Košice, la segunda ciudad de Eslovaquia con casi doscientos cincuenta mil habitantes y lindando con Ucrania, me hacía regresar, otra vez, al mundo opuesto que horas antes había abandonado. De nuevo, edificios históricos en el lugar de la naturaleza desbordante; de nuevo, la historia del imperio de los Habsburgo en lugar de las gentes sencillas del campo.
Allí me esperaban todos los profesores españoles, jóvenes y entusiastas, con los que compartí unos días inolvidables, animado por el gracejo de todos ellos, que disfrutaban de cada minuto en un lugar tan lejano, gracias al buen ánimo que proporciona la edad. Entre todos habían comprado un Ford Mondeo medio destartalado que le permitía moverse por los alrededores y acompañar a uno de los compañeros, cada sábado, a verle jugar en uno de los equipos de fútbol de una localidad cercana, donde se había convertido en el héroe de toda la afición.
Café Maximilian
Como he dicho en la anterior entrega en que describo mi viaje por Eslovaquia, siempre que he visitado el país, y siempre que lo vuelva a visitar me pasaré, por Bratislava, ciudad que parece encarnar un escenario perpetuo de obra de arte, con calles peatonales del centro de la ciudad, la plaza de la Ópera, cercana al río; las casas de patios y vidas interiores, que albergan todo un mundo aislado tras sus portalones; el hotel donde siempre me alojo disfrutando en sus buhardillas del recogimiento que me aportan sus maderas, cercano a la puerta de San Miguel; y, sobre todo, la Hlavné námestie, plaza rodeada de fachadas de colores, de embajadas, de escaparates, de terrazas para los turistas y del café Maximilian, en uno de sus laterales, lleno de reminiscencias pasadas, donde el mostrador que expone los chocolates da paso al local en el que los veladores se reparten y dejan que se divise toda la explanada y la fuente a través de los cristales.
Un viernes por la tarde, en que había acabado mis obligaciones laborales, en la antesala ya del fin de semana y a la espera de la llegada del sábado para tomar el vuelo de regreso a Madrid, entré allí a tomar un café y disfrutar de la tranquilidad que se respiraba entre los pocos tertulianos que ocupaban las meses.
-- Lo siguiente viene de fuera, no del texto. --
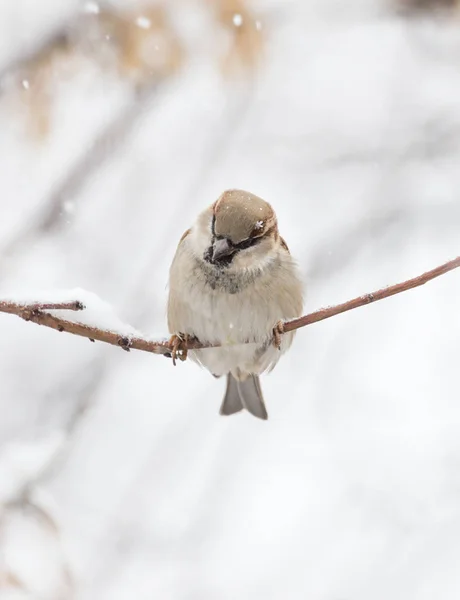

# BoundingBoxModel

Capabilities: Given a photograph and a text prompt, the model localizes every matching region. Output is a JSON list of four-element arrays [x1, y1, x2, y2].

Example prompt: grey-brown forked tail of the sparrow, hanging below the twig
[[220, 373, 268, 420]]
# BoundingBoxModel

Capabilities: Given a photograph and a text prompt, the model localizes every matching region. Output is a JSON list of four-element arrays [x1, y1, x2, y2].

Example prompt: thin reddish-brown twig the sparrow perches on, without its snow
[[0, 256, 460, 356]]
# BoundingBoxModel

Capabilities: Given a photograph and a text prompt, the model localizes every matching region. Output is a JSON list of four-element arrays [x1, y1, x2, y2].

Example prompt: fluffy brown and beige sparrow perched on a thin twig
[[167, 189, 304, 420]]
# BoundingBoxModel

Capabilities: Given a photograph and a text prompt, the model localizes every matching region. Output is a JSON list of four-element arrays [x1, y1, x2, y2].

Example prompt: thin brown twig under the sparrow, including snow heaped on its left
[[0, 256, 460, 356]]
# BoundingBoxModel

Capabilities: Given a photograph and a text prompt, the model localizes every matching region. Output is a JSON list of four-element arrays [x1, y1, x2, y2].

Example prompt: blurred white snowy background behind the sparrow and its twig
[[0, 0, 460, 600]]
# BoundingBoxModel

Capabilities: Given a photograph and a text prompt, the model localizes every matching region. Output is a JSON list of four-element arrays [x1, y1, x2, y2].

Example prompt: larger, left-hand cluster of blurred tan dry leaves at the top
[[4, 5, 184, 141]]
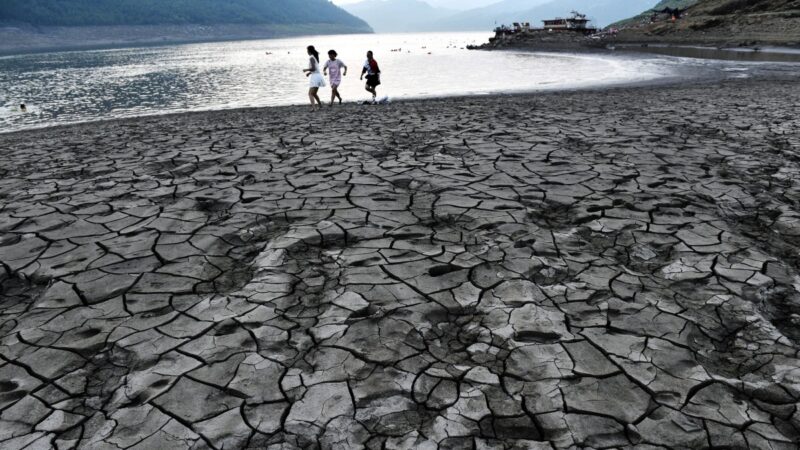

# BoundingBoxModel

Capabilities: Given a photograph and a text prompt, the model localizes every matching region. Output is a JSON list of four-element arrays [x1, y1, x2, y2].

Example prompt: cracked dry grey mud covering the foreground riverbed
[[0, 80, 800, 449]]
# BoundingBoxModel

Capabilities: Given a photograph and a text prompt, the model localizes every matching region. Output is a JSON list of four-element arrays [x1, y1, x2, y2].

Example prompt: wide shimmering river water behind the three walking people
[[0, 33, 788, 132]]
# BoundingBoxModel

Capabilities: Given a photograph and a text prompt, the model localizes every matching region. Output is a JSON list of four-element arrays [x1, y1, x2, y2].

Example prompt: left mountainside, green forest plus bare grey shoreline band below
[[0, 0, 372, 55]]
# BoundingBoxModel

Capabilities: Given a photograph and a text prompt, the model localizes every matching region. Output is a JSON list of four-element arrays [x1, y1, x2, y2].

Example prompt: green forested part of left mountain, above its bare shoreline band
[[0, 0, 369, 31]]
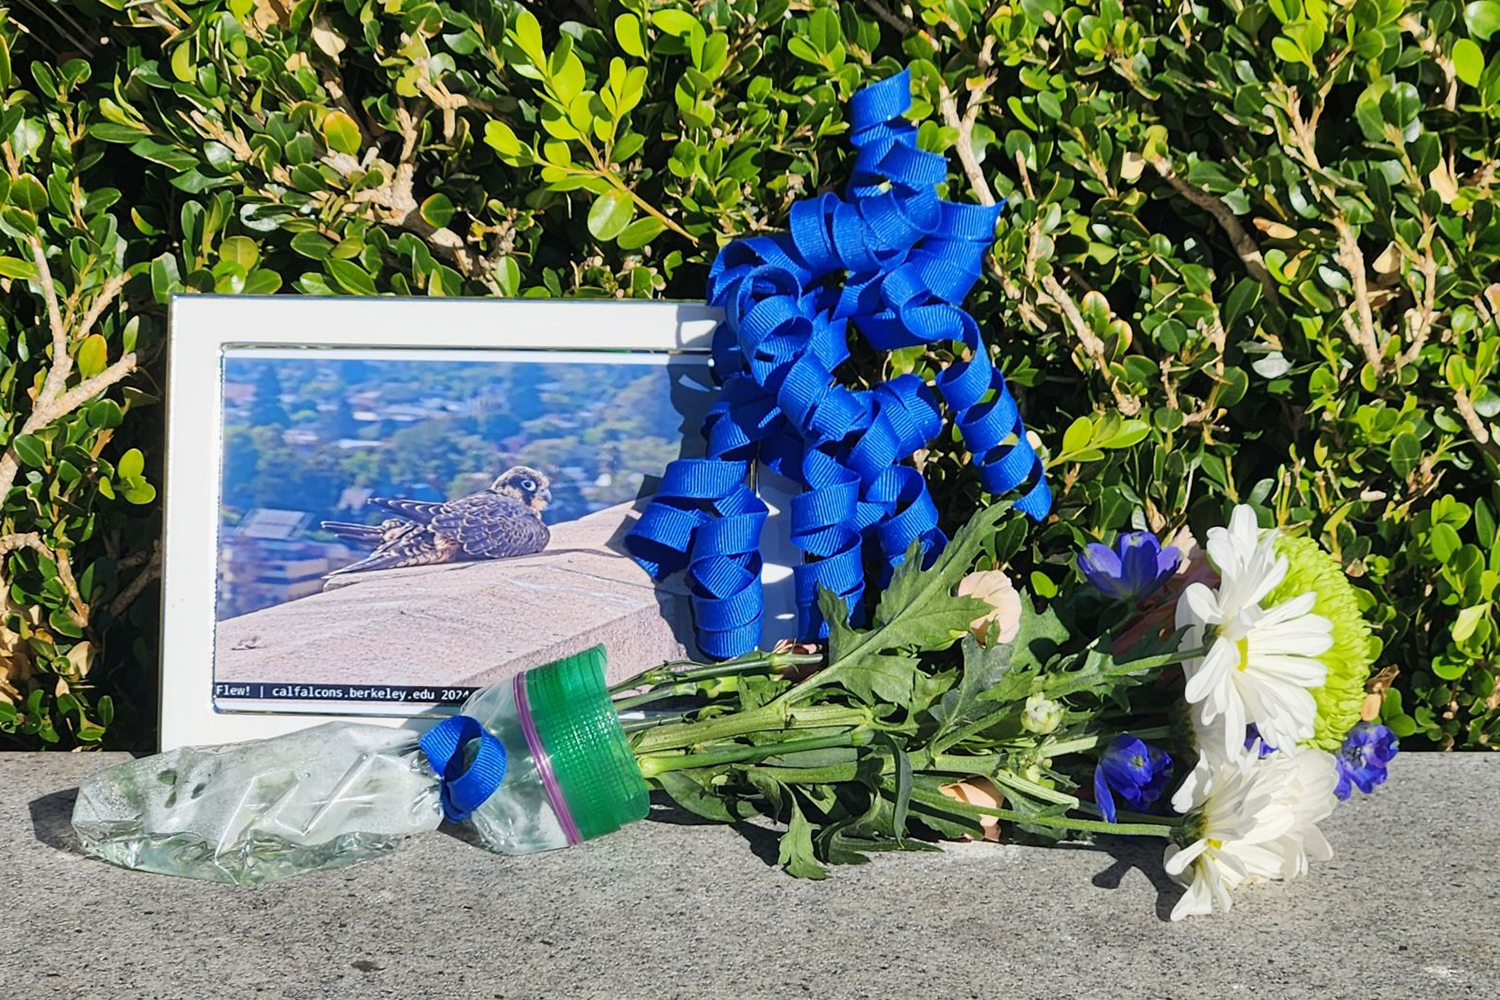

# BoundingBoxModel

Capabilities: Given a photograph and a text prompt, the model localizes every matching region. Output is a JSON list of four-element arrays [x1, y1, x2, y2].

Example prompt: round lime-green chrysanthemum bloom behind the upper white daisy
[[1263, 535, 1374, 753]]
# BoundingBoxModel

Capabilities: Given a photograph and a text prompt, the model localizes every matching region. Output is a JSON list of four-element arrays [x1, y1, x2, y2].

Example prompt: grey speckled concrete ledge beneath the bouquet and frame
[[0, 754, 1500, 1000]]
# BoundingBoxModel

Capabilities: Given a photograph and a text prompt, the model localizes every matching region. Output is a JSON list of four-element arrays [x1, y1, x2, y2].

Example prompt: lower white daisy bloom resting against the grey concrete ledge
[[1166, 747, 1338, 921]]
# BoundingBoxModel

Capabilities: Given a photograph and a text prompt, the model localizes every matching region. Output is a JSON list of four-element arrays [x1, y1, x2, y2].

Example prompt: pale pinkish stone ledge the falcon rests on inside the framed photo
[[215, 504, 692, 687]]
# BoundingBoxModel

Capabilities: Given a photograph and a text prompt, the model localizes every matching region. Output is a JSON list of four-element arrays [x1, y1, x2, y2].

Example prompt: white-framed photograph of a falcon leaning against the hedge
[[161, 295, 791, 748]]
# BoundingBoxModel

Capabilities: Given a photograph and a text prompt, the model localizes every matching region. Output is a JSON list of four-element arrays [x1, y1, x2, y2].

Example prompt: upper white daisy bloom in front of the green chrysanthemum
[[1178, 505, 1332, 756]]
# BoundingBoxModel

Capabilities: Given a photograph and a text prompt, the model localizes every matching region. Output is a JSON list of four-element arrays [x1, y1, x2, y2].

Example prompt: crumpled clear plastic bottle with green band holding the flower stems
[[74, 646, 650, 885]]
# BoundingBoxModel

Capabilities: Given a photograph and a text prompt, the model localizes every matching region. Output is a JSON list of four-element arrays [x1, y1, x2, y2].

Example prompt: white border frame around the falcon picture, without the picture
[[159, 295, 794, 750]]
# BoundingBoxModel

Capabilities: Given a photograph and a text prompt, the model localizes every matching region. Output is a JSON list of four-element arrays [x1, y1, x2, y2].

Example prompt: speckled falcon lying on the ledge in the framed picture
[[321, 465, 552, 576]]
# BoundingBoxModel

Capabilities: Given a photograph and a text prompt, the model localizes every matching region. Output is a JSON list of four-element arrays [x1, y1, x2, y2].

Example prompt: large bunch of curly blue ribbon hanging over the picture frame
[[627, 70, 1052, 658]]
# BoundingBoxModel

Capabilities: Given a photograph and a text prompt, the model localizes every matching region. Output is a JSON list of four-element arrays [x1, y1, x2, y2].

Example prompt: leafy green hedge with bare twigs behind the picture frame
[[0, 0, 1500, 747]]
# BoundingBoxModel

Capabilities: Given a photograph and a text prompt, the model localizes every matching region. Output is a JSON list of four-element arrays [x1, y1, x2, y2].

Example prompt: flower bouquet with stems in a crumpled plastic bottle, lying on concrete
[[74, 505, 1397, 919]]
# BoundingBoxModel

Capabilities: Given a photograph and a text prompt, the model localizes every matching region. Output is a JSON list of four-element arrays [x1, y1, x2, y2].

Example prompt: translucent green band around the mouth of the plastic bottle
[[527, 646, 651, 840]]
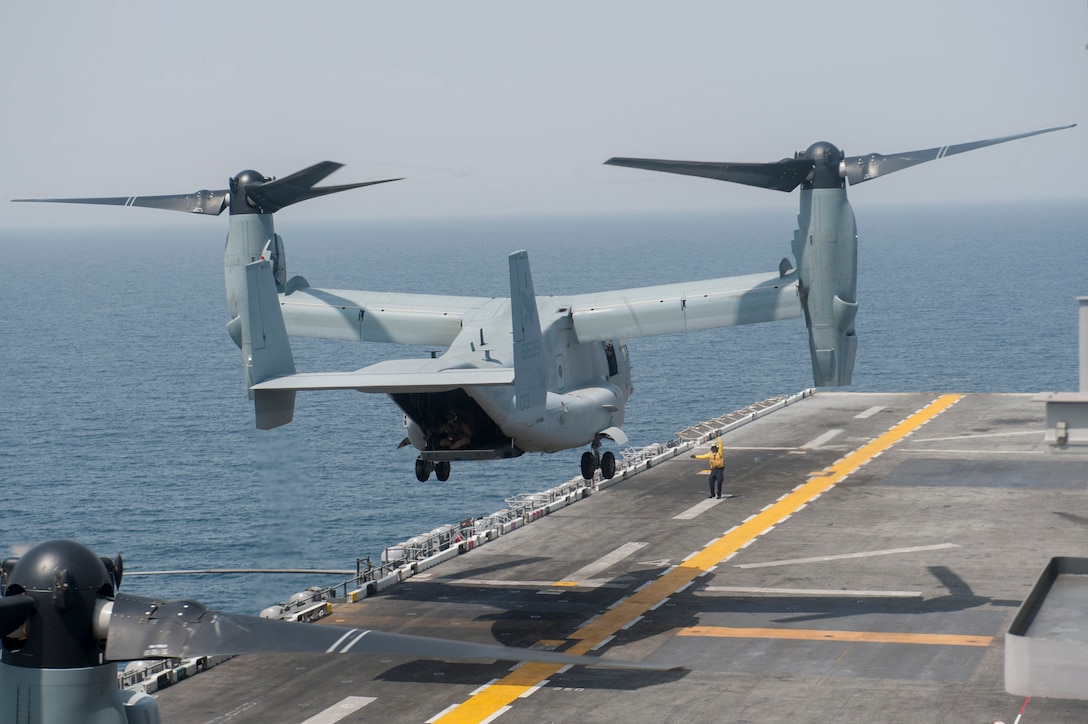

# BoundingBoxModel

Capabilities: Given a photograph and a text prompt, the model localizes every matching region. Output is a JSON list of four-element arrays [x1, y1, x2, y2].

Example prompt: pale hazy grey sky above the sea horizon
[[0, 0, 1088, 226]]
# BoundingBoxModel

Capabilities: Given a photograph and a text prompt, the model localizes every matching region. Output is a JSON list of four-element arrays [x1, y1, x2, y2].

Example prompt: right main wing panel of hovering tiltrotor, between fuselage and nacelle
[[564, 267, 801, 342]]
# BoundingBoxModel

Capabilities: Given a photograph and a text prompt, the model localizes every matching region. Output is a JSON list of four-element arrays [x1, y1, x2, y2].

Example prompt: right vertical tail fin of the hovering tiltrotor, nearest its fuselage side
[[510, 251, 547, 422]]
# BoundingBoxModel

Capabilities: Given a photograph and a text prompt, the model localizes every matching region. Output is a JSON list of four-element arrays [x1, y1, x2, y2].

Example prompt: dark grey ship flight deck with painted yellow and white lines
[[154, 392, 1088, 724]]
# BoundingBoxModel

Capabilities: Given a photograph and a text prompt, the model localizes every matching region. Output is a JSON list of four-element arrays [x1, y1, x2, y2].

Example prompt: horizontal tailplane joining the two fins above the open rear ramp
[[252, 359, 514, 394]]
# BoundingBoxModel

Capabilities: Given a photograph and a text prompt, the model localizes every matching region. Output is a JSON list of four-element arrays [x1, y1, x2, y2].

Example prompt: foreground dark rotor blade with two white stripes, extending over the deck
[[106, 593, 670, 671]]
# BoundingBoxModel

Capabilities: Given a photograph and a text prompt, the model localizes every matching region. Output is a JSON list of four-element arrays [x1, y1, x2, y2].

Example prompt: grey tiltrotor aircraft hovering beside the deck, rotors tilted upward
[[18, 125, 1072, 481]]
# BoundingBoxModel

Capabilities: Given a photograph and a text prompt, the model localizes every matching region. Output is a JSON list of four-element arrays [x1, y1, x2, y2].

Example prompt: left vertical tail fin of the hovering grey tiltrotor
[[240, 259, 295, 430]]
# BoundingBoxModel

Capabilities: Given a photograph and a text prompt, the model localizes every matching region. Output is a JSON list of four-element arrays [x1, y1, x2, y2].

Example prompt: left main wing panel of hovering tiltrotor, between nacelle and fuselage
[[280, 282, 493, 346]]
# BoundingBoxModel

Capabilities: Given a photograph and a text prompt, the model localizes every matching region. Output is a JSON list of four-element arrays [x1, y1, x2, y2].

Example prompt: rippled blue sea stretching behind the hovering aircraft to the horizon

En una de ellas, un chico y una chica adornaban perfectamente aquella estampa, cogidos de la mano mientras se miraban con embeleso. Al rato, con la misma elegancia que era necesario mantener en aquel lugar, para no romper la atmósfera, propia de los escenarios románticos y decadentes, entró un vendedor de rosas. Esa simple y tantas veces conocida actividad se convirtió en ese instante en el adorno necesario para completar el cuadro. El chico regaló una flor a la chica. Era la primera vez que veía que alguien hacía algo así, pero la ocasión lo merecía, pues el acto no respondía a un flirteo hueco y vacío, sino que era auténtico y necesario en ese momento, no solo para la pareja, sino para mí también.